Multivariate analysis revealed that the following variables remained independent predictors of bacterial co-infection: younger age (OR =0.71, 95% CI: 0.64–0.79, P<0.001), higher body temperature (OR =3.94, 95% CI: 2.61–5.94, P<0.001), increased WBC (OR =1.23, 95% CI: 1.15–1.33, P<0.001), CRP (OR =1.80, 95% CI: 1.66–1.96, P<0.001), PLT (OR =1.01, 95% CI: 1.01–1.01, P<0.001), and PCT (OR =38.80, 95% CI: 19.75–76.20, P<0.001). In addition, underlying diseases (OR =2.00, 95% CI: 1.20–3.34, P=0.008), gasping (OR =1.60, 95% CI: 1.02–2.52, P=0.04), and LDH (OR =0.99, 95% CI: 0.99–0.99, P=0.03) were also significantly associated with bacterial co-infection. These variables were ultimately incorporated into the prediction model for further analysis.
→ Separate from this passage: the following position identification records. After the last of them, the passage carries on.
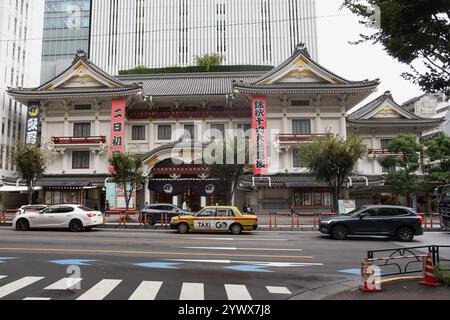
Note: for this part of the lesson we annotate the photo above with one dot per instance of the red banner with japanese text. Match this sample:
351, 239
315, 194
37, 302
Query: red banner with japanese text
259, 125
117, 142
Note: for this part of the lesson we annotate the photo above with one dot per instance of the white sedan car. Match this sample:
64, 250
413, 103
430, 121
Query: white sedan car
76, 218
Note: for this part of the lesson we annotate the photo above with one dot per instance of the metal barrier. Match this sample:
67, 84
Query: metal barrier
279, 220
410, 256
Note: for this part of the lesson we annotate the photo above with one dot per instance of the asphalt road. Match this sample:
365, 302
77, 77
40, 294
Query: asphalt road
162, 265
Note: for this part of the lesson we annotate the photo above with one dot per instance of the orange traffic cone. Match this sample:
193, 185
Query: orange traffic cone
368, 277
429, 276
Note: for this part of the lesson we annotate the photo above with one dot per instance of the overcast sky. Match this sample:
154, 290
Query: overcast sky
358, 62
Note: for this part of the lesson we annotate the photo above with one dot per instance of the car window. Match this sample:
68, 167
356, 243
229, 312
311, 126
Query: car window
224, 213
372, 212
83, 208
207, 213
391, 212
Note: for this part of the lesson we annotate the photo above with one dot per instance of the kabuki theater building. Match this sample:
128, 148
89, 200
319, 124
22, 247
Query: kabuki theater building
85, 114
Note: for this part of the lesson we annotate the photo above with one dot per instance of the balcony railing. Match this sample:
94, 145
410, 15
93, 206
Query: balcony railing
83, 140
382, 153
296, 138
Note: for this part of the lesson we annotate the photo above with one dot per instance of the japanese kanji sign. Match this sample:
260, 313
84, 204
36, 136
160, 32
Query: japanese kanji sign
259, 110
117, 143
33, 125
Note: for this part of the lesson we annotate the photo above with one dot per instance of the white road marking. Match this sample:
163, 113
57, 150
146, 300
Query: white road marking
240, 239
64, 284
247, 249
237, 292
17, 285
192, 291
147, 291
100, 290
259, 263
278, 290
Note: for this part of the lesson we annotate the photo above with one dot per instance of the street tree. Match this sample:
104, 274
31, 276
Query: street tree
403, 176
332, 159
230, 161
438, 152
31, 162
413, 32
209, 60
127, 172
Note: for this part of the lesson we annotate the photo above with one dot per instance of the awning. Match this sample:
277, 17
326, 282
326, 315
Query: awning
17, 189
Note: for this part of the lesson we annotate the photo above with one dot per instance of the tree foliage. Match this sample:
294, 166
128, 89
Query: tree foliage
438, 152
404, 180
332, 159
232, 164
31, 163
411, 31
127, 172
209, 60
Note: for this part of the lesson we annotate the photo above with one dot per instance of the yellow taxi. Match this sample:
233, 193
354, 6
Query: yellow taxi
215, 219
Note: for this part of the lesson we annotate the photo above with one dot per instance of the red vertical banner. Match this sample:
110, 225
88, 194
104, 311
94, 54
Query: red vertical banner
117, 142
259, 120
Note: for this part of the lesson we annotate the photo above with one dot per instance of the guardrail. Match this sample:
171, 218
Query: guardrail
295, 221
392, 258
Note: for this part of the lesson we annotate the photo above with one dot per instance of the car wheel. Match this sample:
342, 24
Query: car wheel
183, 228
22, 225
236, 229
339, 232
75, 226
405, 234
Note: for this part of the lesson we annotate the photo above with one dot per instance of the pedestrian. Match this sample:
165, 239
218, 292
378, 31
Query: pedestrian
107, 208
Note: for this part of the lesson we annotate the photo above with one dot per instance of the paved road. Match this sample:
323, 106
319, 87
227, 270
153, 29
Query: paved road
162, 265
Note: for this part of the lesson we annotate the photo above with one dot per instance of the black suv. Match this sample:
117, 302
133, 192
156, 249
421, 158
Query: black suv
399, 222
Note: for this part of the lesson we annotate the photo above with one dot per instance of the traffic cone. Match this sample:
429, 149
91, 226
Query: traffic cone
429, 276
369, 280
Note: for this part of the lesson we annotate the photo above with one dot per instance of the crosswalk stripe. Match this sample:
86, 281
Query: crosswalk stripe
192, 291
64, 284
100, 290
17, 285
147, 291
278, 290
237, 292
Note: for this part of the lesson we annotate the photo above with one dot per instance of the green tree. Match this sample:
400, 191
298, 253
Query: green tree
127, 172
413, 32
31, 162
404, 180
228, 163
332, 159
438, 152
208, 60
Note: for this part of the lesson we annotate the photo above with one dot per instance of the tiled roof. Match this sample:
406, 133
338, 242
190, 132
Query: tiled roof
183, 84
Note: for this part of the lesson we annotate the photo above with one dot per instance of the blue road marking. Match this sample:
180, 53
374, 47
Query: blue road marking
351, 271
158, 265
73, 262
248, 268
2, 259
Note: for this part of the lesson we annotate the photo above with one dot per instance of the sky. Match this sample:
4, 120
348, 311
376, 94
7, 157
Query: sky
358, 62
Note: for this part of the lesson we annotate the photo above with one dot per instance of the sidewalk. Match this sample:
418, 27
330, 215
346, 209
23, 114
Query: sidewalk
398, 290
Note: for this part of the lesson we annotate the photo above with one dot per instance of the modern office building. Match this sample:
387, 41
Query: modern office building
66, 30
20, 27
163, 33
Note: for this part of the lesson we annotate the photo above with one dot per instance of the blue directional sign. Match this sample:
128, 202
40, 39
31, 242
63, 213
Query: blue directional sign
351, 271
4, 259
249, 268
73, 262
158, 265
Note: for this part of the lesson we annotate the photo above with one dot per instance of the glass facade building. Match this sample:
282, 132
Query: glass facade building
66, 30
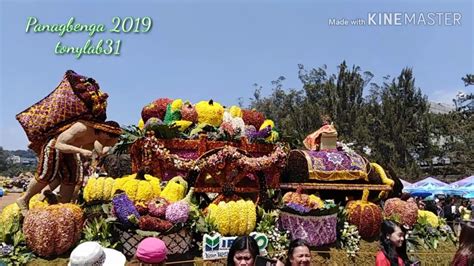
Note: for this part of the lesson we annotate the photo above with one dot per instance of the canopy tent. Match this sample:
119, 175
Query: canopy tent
405, 184
432, 186
469, 195
463, 182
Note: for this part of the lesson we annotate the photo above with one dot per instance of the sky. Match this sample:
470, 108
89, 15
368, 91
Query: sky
200, 50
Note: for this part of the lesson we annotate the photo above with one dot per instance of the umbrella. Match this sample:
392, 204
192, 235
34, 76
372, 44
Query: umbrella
431, 185
405, 184
469, 188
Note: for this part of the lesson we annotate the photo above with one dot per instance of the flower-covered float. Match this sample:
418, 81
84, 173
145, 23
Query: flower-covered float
327, 164
220, 150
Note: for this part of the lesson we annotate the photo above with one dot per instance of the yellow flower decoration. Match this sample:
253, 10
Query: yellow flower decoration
251, 216
176, 105
243, 216
183, 124
430, 217
223, 218
210, 112
233, 217
235, 111
267, 123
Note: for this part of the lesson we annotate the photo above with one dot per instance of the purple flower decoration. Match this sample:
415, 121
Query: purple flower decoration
125, 210
298, 207
177, 212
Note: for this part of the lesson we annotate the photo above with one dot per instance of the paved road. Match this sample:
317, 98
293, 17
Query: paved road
9, 198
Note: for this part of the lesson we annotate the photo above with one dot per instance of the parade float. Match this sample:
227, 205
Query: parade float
203, 174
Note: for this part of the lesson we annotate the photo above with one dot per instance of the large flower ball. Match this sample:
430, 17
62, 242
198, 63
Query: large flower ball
53, 230
366, 216
405, 212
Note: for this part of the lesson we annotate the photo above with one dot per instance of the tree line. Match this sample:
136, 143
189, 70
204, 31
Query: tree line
390, 123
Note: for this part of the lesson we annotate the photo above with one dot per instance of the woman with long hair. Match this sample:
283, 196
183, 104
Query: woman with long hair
243, 252
298, 253
393, 246
465, 253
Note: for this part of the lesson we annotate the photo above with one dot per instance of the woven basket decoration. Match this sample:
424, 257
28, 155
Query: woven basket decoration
315, 230
333, 165
76, 97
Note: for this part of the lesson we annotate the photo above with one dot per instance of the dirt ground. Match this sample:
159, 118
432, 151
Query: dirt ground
8, 199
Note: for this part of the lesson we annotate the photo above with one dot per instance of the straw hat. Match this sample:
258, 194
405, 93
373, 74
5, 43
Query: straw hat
92, 253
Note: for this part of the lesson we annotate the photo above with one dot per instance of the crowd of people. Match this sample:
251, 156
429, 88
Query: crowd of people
454, 209
393, 251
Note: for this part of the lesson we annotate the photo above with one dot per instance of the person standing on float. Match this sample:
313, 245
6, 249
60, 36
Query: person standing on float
60, 157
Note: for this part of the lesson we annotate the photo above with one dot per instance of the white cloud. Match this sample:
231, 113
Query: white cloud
13, 138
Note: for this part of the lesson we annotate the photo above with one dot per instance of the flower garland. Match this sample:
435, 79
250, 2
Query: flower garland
350, 239
153, 150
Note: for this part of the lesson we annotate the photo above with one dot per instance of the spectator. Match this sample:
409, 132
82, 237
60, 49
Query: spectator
465, 254
393, 246
298, 254
243, 252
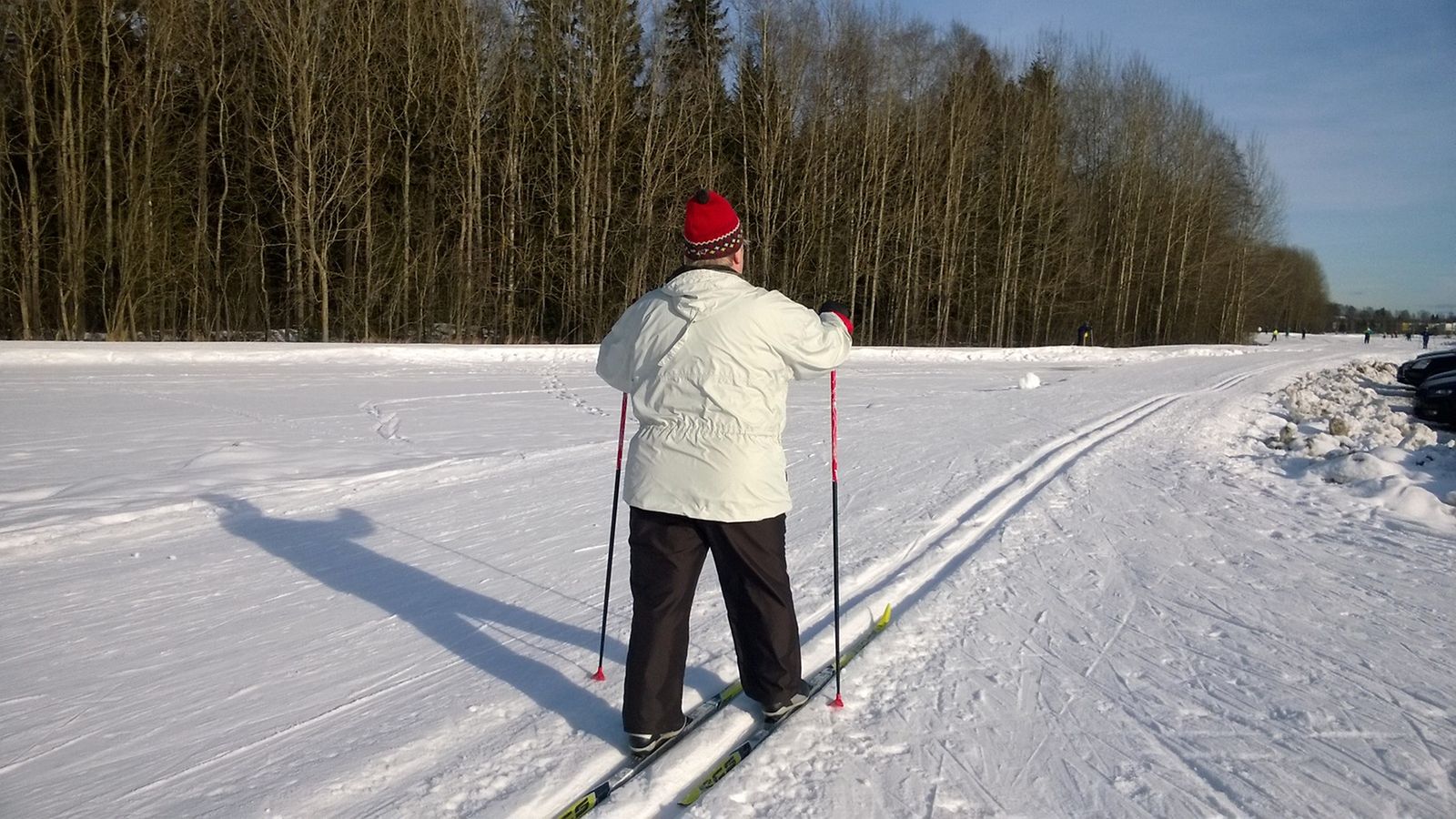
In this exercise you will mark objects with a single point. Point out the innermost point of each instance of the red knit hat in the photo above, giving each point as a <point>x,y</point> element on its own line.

Construction and evaluation of the predictive model
Based on the variables selected by univariate and multivariate analyses, logistic regression analysis was conducted (Table 4). A nomogram was developed to provide individualized risk prediction based on the contribution of each variable (Figure 2A). The corresponding forest plot (Figure 2B) visualizes the strength and direction of each predictor’s effect.
Table 4
Predictor | Estimate | SE | Z | P | OR | 95% CI | |
---|---|---|---|---|---|---|---|
Lower limit | Upper limit | ||||||
(Intercept) | −68.213 | 8.422 | −8.099 | <0.001 | 0.0 | 0.0 | 0.0 |
Age | −0.34 | 0.055 | −6.214 | <0.001 | 0.712 | 0.637 | 0.79 |
Temperature | 1.37 | 0.21 | 6.527 | <0.001 | 3.937 | 2.632 | 6.001 |
WBC | 0.211 | 0.037 | 5.712 | <0.001 | 1.235 | 1.15 | 1.33 |
CRP | 0.588 | 0.042 | 13.906 | <0.001 | 1.801 | 1.666 | 1.967 |
PLT | 0.007 | 0.001 | 5.597 | <0.001 | 1.007 | 1.005 | 1.01 |
PCT | 3.658 | 0.344 | 10.623 | <0.001 | 38.8 | 20.242 | 78.259 |
LDH | −0.003 | 0.001 | −2.281 | 0.02 | 0.997 | 0.995 | 1.0 |
Underlying diseases 1 | 0.693 | 0.262 | 2.646 | 0.008 | 1.999 | 1.193 | 3.336 |
Gasping 1 | 0.472 | 0.23 | 2.049 | 0.04 | 1.604 | 1.019 | 2.518 |
“Underlying disease 1” indicates the presence of underlying diseases. “Gasping 1” indicates the presence of gasping. CI, confidence interval; CRP, C-reactive protein; LDH, lactate dehydrogenase; OR, odds ratio; PCT, procalcitonin; PLT, platelet count; SE, standard error; WBC, white blood cell count.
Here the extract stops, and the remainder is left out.